Tom Katsouleas, dean of Duke’s engineering school, surmised in a Forbes article that MOOCs pose the greatest threat to master’s programs: “In our visits to corporate partners like Apple and Cisco, it was clear that most top engineers and executives are using MOOCs for their lifelong learning in a way that some used to use corporate sponsored masters programs. Although universities provide individual and team project-based learning that are still difficult to replicate online, a masters education can be taken anywhere.”
MOOCs could also shake up the workplace. At this point, most employers view completion of a MOOC on a job applicant’s résumé as an advantage–as long as the individual also has a college degree. But analysts expect that some education companies may soon begin offering MOOC-like courses to corporations.
The Future of MOOCs
Because MOOCs are rapidly taking off, a number of major players in the education space are trying to figure out what the future looks like–and that involves tackling some of the major unresolved issues of MOOCs:
- Credit Should (or could) students in MOOCs earn credit? In mid-November, the American Council on Education and Coursera announced a pilot program to look at whether some MOOCs resemble conventional college classes enough to offer their students credit.
- Revenue How exactly do companies offering MOOCs plan to make money? In an interview with Knowledge@Wharton, Coursera founder Daphne Koller said that the company’s expenses include producing the courses, hosting and disseminating them and also developing the platform for the courses. She added the company is considering charging for certificates of completion or giving employers access to the records of students of their courses.
- Cheating To catch potential cheaters, Udacity and edX are offering proctored exams. Other professors are defining plagiarism to their students, many of whom are foreign and don’t understand the American concept of plagiarism.
- Grading It’s a pretty daunting task to grade thousands of papers, so for work that can’t be auto-graded, Coursera is developing a peer grading system: Each assignment is reviewed by five other students in the class, and each student in turn grades assignments by five other people. The company is also developing software that will rate the graders to weed out inaccurate graders.
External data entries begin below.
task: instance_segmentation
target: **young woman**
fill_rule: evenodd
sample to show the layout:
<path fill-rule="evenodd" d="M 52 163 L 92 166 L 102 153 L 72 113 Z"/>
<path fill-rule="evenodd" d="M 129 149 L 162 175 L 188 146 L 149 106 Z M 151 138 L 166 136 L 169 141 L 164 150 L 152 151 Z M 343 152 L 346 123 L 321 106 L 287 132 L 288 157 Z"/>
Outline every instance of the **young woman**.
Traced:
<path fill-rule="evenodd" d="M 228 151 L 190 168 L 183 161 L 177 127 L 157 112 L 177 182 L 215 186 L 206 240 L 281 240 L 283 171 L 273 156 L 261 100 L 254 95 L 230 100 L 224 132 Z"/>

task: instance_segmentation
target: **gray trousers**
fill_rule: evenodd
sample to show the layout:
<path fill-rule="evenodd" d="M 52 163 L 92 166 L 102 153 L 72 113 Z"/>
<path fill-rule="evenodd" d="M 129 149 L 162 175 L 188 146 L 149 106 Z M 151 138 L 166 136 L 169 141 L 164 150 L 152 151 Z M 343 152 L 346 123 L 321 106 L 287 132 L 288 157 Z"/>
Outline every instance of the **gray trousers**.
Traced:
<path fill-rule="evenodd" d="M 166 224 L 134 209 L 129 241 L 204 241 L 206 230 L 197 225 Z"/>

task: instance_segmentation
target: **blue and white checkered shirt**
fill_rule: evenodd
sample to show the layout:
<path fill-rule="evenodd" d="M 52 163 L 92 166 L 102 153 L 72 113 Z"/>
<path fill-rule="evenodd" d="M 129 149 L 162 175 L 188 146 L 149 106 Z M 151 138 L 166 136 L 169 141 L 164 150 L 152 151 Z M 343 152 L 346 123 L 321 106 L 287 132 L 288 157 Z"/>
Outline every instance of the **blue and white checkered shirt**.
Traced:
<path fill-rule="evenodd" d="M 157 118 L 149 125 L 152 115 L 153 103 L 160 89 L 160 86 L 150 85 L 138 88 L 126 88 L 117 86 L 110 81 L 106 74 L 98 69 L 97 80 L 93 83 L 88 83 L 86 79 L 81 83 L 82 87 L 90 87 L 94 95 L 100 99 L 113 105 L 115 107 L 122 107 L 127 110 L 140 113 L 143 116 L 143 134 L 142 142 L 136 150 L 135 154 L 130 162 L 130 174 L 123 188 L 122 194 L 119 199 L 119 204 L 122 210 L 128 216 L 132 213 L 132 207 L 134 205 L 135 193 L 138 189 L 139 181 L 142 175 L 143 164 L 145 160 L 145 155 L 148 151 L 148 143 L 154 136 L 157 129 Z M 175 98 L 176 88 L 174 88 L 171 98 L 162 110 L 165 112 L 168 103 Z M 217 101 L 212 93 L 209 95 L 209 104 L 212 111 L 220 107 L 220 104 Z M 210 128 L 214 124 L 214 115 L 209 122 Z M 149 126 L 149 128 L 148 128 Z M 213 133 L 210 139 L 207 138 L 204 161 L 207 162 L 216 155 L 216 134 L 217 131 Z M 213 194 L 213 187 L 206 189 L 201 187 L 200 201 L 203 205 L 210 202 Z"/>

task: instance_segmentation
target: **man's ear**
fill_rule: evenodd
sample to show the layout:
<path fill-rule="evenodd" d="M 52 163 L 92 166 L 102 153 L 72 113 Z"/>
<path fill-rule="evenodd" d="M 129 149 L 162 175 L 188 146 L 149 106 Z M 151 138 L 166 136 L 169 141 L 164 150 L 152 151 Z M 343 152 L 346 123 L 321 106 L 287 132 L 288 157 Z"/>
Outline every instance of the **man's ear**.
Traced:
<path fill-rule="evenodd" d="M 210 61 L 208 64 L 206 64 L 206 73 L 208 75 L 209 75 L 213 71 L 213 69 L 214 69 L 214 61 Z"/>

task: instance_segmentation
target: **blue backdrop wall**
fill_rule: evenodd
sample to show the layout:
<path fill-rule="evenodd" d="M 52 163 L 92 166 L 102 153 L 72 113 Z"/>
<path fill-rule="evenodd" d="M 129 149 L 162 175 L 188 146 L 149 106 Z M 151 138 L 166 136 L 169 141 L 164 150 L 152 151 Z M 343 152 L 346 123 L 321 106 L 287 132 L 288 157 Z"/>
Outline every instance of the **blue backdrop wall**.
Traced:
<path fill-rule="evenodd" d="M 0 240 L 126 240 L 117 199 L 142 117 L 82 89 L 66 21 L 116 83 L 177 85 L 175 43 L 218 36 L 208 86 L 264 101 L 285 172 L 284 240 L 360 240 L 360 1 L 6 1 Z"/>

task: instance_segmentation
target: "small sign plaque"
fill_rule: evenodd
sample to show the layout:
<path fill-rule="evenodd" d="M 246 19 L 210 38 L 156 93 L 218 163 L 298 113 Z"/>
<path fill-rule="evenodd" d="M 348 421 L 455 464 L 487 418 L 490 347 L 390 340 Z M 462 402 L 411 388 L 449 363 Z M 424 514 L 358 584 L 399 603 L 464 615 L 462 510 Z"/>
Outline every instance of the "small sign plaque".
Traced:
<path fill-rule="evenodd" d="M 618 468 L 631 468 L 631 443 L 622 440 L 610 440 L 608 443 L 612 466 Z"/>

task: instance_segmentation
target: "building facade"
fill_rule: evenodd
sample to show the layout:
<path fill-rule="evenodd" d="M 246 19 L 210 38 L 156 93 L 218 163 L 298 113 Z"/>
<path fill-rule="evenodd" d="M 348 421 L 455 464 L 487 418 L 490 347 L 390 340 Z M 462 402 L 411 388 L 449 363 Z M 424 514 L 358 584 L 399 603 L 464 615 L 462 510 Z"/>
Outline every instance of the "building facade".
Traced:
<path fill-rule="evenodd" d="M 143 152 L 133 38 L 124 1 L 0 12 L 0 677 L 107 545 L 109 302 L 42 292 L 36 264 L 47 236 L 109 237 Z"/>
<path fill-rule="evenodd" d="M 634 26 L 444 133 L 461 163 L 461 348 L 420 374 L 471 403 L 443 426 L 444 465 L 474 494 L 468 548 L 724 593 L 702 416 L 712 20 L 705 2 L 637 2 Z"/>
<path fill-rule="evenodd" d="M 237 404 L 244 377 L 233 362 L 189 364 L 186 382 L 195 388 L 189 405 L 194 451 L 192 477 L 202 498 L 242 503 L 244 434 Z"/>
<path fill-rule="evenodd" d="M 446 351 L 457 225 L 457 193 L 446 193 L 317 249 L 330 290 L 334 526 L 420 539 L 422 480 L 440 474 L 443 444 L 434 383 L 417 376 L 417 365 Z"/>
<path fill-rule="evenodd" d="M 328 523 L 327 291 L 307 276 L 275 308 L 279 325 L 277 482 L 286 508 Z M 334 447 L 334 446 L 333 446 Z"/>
If these issues get resolved, attending college on a campus could become a thing of the past, and students may instead garner credits from MOOCs offered by different companies. Future employers could also be paying for the costs of an education, if MOOCs remain free to students and companies offering MOOCs instead generate revenue from employers willing to pay for the records of job applicants who have taken MOOCs.
And all these developments could mean that crushing student loan debt might become a thing of the past.